Yes but I live in France and when I wanted to make my purchase I checked very carefully for UK prices (as I will be visiting soon anyway) and at that time the very cheapest on offer was £166 from Black Circles, also don't know what difference the size differential would make as yours were not the same as mine.
You mention in the fitting that you had new valves, hopefully you didn't allow them to change your high pressure ones for standard rubber ones?!


----------



## camallison (Jul 15, 2009)

The price included high pressure valves, and I bought through

www.theaa.com/aatyres

The same as you, I had to select a point of delivery/fitting and chose our nearest National Tyres depot.

By quoting my AA membership (for my car) number, I was able to get a further 2.5% off, giving the price I quoted.

Colin


----------



## trevorf (May 16, 2005)

Just had fitted today Michelin Agilis Camping 215X75x16.

£153.79 each including vat, fitting and balancing. B&W tyres Winsford, Cheshire.

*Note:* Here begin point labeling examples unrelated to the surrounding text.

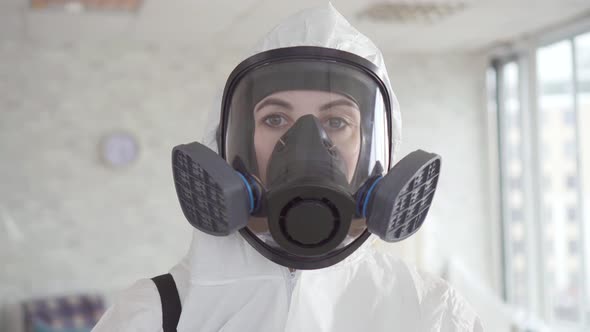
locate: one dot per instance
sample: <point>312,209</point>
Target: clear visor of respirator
<point>307,121</point>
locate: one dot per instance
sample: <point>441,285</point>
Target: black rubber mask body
<point>310,206</point>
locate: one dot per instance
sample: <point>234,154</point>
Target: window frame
<point>523,52</point>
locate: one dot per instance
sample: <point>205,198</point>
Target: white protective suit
<point>226,285</point>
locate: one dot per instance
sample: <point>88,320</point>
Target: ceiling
<point>231,24</point>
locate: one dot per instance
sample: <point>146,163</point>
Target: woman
<point>319,104</point>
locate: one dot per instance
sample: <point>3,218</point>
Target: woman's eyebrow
<point>273,101</point>
<point>338,102</point>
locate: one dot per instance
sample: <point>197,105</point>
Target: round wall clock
<point>119,149</point>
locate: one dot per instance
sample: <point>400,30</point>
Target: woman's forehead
<point>307,97</point>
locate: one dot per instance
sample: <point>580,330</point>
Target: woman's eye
<point>336,123</point>
<point>275,121</point>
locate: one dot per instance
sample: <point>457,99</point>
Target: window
<point>542,98</point>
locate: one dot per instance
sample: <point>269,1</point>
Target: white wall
<point>69,223</point>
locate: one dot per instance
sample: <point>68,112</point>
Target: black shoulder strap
<point>171,307</point>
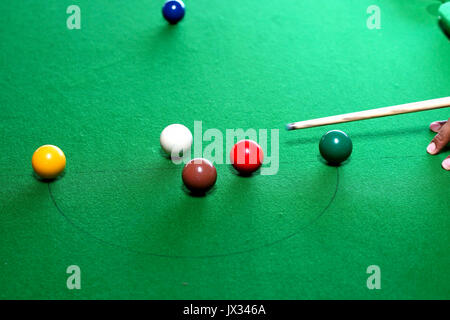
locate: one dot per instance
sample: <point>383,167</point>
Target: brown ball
<point>199,175</point>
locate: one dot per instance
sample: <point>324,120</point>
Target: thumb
<point>440,140</point>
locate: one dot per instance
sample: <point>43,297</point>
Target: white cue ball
<point>175,139</point>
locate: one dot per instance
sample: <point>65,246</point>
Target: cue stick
<point>373,113</point>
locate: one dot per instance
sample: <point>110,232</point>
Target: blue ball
<point>173,11</point>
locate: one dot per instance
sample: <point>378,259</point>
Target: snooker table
<point>104,92</point>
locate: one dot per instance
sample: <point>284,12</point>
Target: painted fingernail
<point>446,164</point>
<point>435,126</point>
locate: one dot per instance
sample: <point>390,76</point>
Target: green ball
<point>335,146</point>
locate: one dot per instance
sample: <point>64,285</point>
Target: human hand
<point>442,128</point>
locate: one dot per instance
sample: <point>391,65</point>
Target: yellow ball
<point>48,161</point>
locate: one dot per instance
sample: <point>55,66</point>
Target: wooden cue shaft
<point>373,113</point>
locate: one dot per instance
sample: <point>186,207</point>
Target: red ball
<point>246,156</point>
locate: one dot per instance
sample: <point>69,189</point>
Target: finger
<point>440,140</point>
<point>437,125</point>
<point>446,163</point>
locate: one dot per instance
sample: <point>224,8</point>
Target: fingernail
<point>446,164</point>
<point>431,148</point>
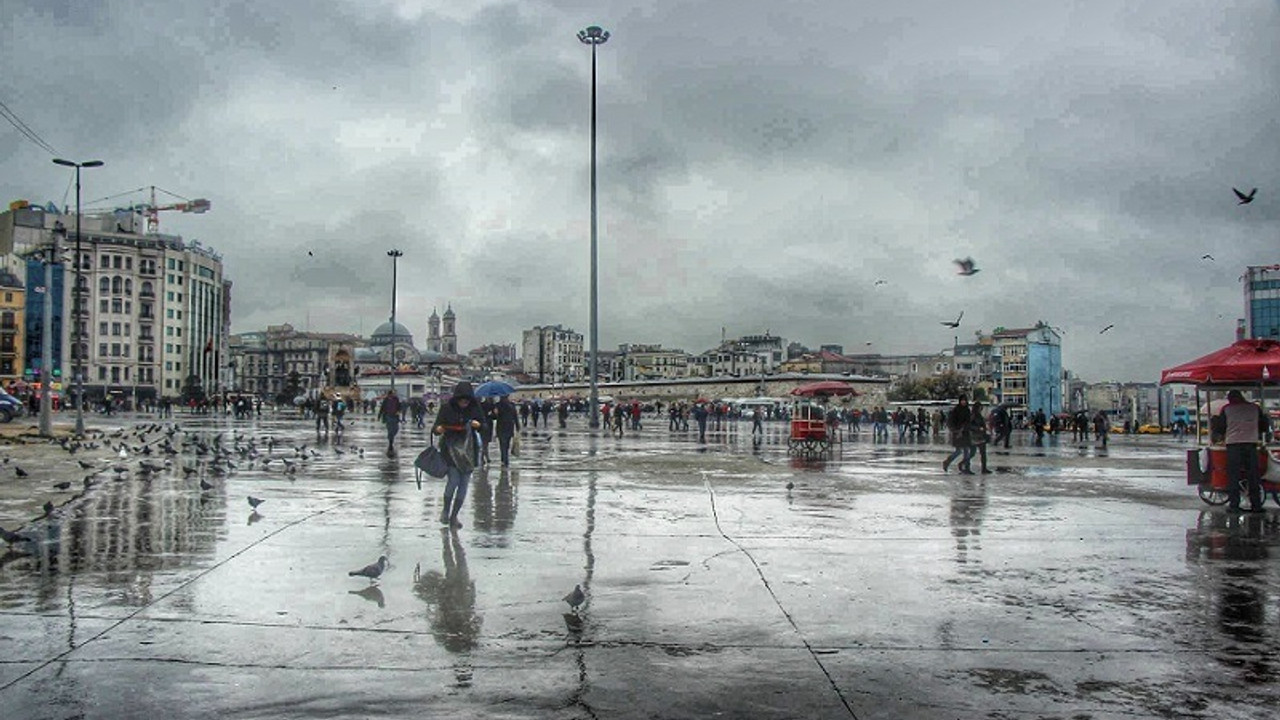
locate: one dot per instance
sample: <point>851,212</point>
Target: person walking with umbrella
<point>507,418</point>
<point>389,415</point>
<point>458,427</point>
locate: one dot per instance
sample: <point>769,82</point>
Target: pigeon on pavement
<point>967,267</point>
<point>371,572</point>
<point>1244,199</point>
<point>576,597</point>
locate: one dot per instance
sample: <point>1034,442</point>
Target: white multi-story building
<point>552,354</point>
<point>152,311</point>
<point>652,363</point>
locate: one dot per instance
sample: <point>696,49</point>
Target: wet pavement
<point>1073,582</point>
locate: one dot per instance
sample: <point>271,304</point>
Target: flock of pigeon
<point>156,447</point>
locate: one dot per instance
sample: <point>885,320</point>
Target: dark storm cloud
<point>759,168</point>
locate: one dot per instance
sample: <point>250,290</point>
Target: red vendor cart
<point>1251,367</point>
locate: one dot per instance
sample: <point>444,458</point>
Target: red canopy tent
<point>824,388</point>
<point>1243,361</point>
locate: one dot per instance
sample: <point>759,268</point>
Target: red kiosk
<point>1251,365</point>
<point>809,431</point>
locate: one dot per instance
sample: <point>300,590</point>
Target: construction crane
<point>152,210</point>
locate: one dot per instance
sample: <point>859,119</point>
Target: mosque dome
<point>383,335</point>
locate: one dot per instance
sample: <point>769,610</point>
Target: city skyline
<point>814,174</point>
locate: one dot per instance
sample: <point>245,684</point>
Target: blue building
<point>1262,301</point>
<point>1031,368</point>
<point>36,299</point>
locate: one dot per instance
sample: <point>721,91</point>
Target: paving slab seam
<point>179,587</point>
<point>711,495</point>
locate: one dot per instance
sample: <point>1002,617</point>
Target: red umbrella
<point>824,388</point>
<point>1242,361</point>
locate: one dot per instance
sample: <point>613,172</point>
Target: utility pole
<point>46,338</point>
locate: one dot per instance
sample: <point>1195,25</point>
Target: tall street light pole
<point>394,255</point>
<point>594,36</point>
<point>78,302</point>
<point>46,337</point>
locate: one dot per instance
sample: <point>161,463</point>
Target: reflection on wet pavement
<point>721,578</point>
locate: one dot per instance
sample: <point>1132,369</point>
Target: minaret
<point>449,337</point>
<point>433,332</point>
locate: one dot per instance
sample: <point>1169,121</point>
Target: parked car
<point>10,408</point>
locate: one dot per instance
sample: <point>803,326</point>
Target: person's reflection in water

Cheapest I could find online was £160 each.



Trevor


----------



## Arrachogaidh (Sep 27, 2011)

I recently got 2 x Michelin Agilis Camping from Camskill and paid etyres to fit them at my home address. A few weeks later bought another two via Blackcircles and had them fitted at a local depot. Costs were comparable at around £130 a tyre. 

Michelin Agilis Camping 215X75x16

Thing is that prices change every day so you will need to look around. 

Don't matter which country you are in, this is an International marketplace and prices will generally be comparable.


----------



## jonse (Nov 2, 2008)

*Tyres*

Not in France i also buy from camskill postage to France£13plus fitting localy still cheaper than here in France


----------